Adieu en imagesLe passage Hamilius vit ses dernières heures
LUXEMBOURG - Lieu phare de la scène hip-hop mais aussi lieu de passage pour nombre de piétons, le souterrain Hamilius sera définitivement fermé lundi. Alain Tshinza, réalisateur du film «Hamilius», évoque son histoire.

Une odeur nauséabonde, des couloirs sales, des grafitti délavés, des échafaudages de partout. Le passage Hamilius n'est plus que l'ombre de lui-même. Même avant sa décrépitude, le souterrain divisait. Certains l'ont toujours trouvé sale, mal famé, d'autres aiment sont côté underground. Mais une chose est sûre: il a marqué la vie de la capitale. Ce week-end, c’est la dernière fois que les passants pourront l'emprunter. Il sera définitivement fermé dès lundi matin, avant démolition dans le cadre du grand projet Royal-Hamilius. L’occasion de revenir en mots et en images sur son histoire. Et qui mieux qu'Alain Tshinza, rappeur et réalisateur du documentaire «Hamilius», pour en parler...
Le Luxembourgeois, plus connu sous le nom d'Alpha Toshineza, est un peu ému quand il évoque le souterrain. Ce week-end, comme beaucoup de "hip-hopeurs" du pays, il dira adieu à «un épisode de son adolescence». «À Aldringen, dans les années 90, je trainais avec des gens de tous bords: des activistes hip-hop, des skaters, des punks, des skins, des rockeurs alternatifs, et j'en passe...», se souvient-il en énumérant la liste des crews (MQP, HLM, les Otoktones de la Toundra, MNS, Zulunation, Squadgang Posse, FTA, Black Boys, Gang star...). «Lorsqu'on organisait des jams, des soirées ou des virées nocturnes un peu partout dans le pays, le centre Hamilius restait pour beaucoup d'entre nous le lieu de rencontre principal».
«Des Hamilius il y en aura d'autres»
Certaines personnes poussent certainement un ouf de soulagement en sachant que le souterrain va bientôt être définitivement rasé. Alain Tshinza en est conscient. Et quand on lui demande de nous raconter ses souvenirs les plus marquants, il nous raconte la fois où un homme lui a pointé une arme à feu sur la tête alors qu'il traversait le souterrain.

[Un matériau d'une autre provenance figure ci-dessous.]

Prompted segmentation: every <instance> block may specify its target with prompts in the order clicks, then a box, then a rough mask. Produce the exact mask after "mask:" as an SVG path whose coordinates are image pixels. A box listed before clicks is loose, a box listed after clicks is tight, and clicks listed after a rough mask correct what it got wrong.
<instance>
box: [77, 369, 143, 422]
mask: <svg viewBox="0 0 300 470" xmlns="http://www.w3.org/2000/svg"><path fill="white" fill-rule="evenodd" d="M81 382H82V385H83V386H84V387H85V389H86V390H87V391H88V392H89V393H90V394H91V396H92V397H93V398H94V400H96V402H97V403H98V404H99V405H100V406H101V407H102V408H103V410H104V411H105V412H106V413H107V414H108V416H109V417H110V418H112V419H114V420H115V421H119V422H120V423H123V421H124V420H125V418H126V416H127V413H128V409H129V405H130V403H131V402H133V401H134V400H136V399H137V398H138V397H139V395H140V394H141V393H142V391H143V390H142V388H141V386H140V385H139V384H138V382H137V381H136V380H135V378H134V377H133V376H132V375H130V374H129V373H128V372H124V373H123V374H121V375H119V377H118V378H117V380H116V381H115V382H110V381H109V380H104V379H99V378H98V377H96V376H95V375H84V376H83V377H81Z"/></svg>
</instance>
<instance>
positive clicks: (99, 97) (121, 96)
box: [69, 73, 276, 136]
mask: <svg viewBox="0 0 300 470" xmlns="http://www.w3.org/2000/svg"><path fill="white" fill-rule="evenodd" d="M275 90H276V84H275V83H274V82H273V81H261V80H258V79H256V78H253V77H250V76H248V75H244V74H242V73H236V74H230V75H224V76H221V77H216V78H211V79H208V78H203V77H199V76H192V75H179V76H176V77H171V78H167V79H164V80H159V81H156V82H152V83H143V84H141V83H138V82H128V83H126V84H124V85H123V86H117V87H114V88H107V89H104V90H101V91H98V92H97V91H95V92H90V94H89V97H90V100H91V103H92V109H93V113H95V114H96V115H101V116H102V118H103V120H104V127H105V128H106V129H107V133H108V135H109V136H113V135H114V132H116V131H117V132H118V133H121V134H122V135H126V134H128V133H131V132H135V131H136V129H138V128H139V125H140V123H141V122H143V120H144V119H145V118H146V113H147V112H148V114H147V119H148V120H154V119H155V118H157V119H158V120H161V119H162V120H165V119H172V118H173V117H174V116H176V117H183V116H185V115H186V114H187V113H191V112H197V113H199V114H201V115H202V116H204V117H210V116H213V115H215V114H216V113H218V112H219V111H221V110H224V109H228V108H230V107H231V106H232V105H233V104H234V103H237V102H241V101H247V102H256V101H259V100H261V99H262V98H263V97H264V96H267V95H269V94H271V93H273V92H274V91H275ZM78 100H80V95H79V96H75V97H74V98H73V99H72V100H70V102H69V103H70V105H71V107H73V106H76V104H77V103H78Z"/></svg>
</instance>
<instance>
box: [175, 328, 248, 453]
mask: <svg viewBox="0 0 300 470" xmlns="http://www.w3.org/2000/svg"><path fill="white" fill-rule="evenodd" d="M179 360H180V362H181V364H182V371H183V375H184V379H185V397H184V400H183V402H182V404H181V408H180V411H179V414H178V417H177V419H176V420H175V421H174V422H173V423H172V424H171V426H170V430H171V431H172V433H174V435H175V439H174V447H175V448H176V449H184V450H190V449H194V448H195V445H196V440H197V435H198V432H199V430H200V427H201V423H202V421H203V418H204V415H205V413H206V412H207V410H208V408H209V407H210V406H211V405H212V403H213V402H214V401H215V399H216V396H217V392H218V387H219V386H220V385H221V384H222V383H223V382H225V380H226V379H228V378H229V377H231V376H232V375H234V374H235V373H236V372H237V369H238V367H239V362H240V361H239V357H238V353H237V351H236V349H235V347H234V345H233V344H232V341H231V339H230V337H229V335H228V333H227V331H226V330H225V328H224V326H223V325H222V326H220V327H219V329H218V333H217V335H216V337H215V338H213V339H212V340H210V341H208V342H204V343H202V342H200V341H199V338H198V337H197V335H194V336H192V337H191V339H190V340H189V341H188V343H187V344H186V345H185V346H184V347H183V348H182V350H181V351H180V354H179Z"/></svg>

Mais rien de bien grave selon lui: «Un petit jeune de 16 ans qui se prenait pour le roi de la bande». Une autre fois, un homme lui a raflé des affiches, puis il est en parti en courant. «À ma surprise c'est lui qui s'est occupé de coller mes affiches. J'ai trouvé ça plutôt cool de sa part», confie le jeune homme. «Ces dernières années beaucoup de b-boys s'y entrainaient et ça ramenait une "vibe" positive à cet endroit. On y a tous laissé une empreinte», raconte-t-il encore.
Mais Alain Tshinza est philosophe. Même si la démolition n'était selon lui «pas la seule solution», «elle n'est pas un drame». «J'ai appris à ne pas m'attacher aux choses terrestres. Ils peuvent bien démolir l'endroit mais les souvenirs on les garde. Les jeunes continueront à se rassembler ailleurs et des Hamilius il y en aura d'autres», conclut le rappeur. Pour ceux qui n'arrivent pas à faire le deuil, une fête sera organisée dans le souterrain le 13 juin. Pour les autres, si vous passez en ville ce week-end n'hésitez pas arpenter une dernière fois ce lieu mythique de la capitale. Et cela même s'il faudra certainement vous boucher le nez...
Le trailer du documentaire «Hamilius» d'Alain Tshinza, sorti en 2010:
(Fatima Rougi/L'essentiel)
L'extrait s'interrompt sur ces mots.